Question

Find the average rate of change of the function over the given interval. Compare this average rate of change with the instantaneous rates of change at the endpoints of the interval. $$ f(x)=\cos x, \quad\left[0, \frac{\pi}{3}\right] $$

Short answer

The average rate of change of the function over the given interval is -\(\frac{3}{2\pi}\). The instantaneous rates of change at the endpoints of the interval are 0 and -\(\frac{\sqrt{3}}{2}\) respectively. Consequently, for this problem, the average rate of change does not equal the instantaneous rates of change at the endpoints of the interval.

Step-by-step solution

Calculation of the average rate

The average rate of change of the function is given by \((f(b)-f(a)) / (b-a)\). Substituting the given values, \(a=0\) and \(b=\frac{\pi}{3}\), the average rate is therefore \((\cos(\frac{\pi}{3}) - \cos(0)) / (\frac{\pi}{3}-0)\)
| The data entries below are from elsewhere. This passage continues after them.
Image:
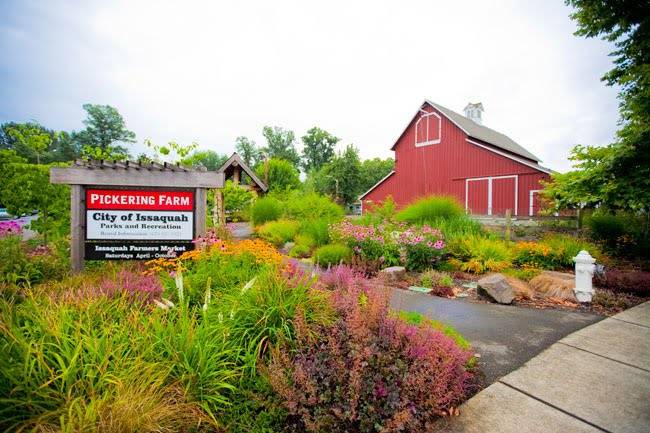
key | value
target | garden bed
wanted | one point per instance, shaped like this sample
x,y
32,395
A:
x,y
464,288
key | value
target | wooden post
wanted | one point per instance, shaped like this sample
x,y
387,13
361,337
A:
x,y
201,205
236,174
218,212
77,227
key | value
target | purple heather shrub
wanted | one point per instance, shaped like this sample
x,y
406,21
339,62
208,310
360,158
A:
x,y
415,247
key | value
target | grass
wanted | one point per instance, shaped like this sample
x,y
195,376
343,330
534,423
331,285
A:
x,y
480,254
428,210
415,318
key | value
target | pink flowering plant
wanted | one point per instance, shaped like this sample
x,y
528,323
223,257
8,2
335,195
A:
x,y
417,248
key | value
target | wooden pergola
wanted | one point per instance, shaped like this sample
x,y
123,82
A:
x,y
146,176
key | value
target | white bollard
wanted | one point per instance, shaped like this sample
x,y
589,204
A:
x,y
585,268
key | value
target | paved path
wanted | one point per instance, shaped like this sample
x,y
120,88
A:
x,y
594,380
505,336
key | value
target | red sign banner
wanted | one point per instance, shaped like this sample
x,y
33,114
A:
x,y
114,199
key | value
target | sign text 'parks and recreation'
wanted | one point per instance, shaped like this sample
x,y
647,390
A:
x,y
128,218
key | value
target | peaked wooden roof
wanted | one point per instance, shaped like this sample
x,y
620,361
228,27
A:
x,y
236,161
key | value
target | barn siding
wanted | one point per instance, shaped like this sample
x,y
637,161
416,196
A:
x,y
443,168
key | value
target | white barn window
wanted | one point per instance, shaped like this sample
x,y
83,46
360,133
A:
x,y
427,129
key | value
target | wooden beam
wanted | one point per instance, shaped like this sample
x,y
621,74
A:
x,y
201,211
165,179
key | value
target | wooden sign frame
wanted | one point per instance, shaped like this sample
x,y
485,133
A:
x,y
129,175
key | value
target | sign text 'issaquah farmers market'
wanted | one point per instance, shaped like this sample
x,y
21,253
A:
x,y
139,224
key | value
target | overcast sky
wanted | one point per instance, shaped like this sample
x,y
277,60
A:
x,y
211,71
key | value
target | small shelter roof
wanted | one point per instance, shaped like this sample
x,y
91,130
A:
x,y
228,169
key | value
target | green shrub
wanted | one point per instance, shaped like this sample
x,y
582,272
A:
x,y
266,209
312,206
565,247
378,213
621,233
458,227
478,254
332,254
435,278
305,240
430,209
78,366
237,201
280,174
300,251
525,273
278,232
22,265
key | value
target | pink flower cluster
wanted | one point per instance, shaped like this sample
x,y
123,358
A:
x,y
347,230
9,228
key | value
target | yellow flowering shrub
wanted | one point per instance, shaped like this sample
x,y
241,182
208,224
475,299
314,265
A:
x,y
264,253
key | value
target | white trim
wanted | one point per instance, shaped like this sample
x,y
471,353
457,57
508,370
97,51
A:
x,y
375,186
530,201
521,161
426,116
490,179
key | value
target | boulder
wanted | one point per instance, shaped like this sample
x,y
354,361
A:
x,y
498,287
553,284
521,288
394,273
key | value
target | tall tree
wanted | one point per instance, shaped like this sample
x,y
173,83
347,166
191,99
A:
x,y
278,174
31,138
248,151
205,158
281,144
318,148
616,176
105,130
341,177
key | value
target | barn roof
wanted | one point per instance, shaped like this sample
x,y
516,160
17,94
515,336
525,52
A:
x,y
482,133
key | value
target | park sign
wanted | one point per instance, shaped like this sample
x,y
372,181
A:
x,y
128,224
122,210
Simplification of the average rate

\(\cos(\frac{\pi}{3})\) is equal to \(\frac{1}{2}\) and \(\cos(0)\) is equal to 1. Substituting these values, the average rate will be \((\frac{1}{2} - 1) / (\frac{\pi}{3}-0) = -\frac{1}{2} / (\frac{\pi}{3}) = -\frac{3}{2\pi}\)

Calculation of the instantaneous rates

The derivative of \(\cos(x)\) is \(-\sin(x)\). Therefore, the instantaneous rates of change at the endpoints of the interval, \(x=0\) and \(x=\frac{\pi}{3}\), will be -\(\sin(0)\) and -\(\sin(\frac{\pi}{3})\) respectively.

Simplification of the instantaneous rates

\(\sin(0)\) is equal to 0 and \(\sin(\frac{\pi}{3})\) is equal to \(\frac{\sqrt{3}}{2}\). Therefore, the instantaneous rates of change at the endpoints of the interval will be -0 and -\(\frac{\sqrt{3}}{2}\) respectively.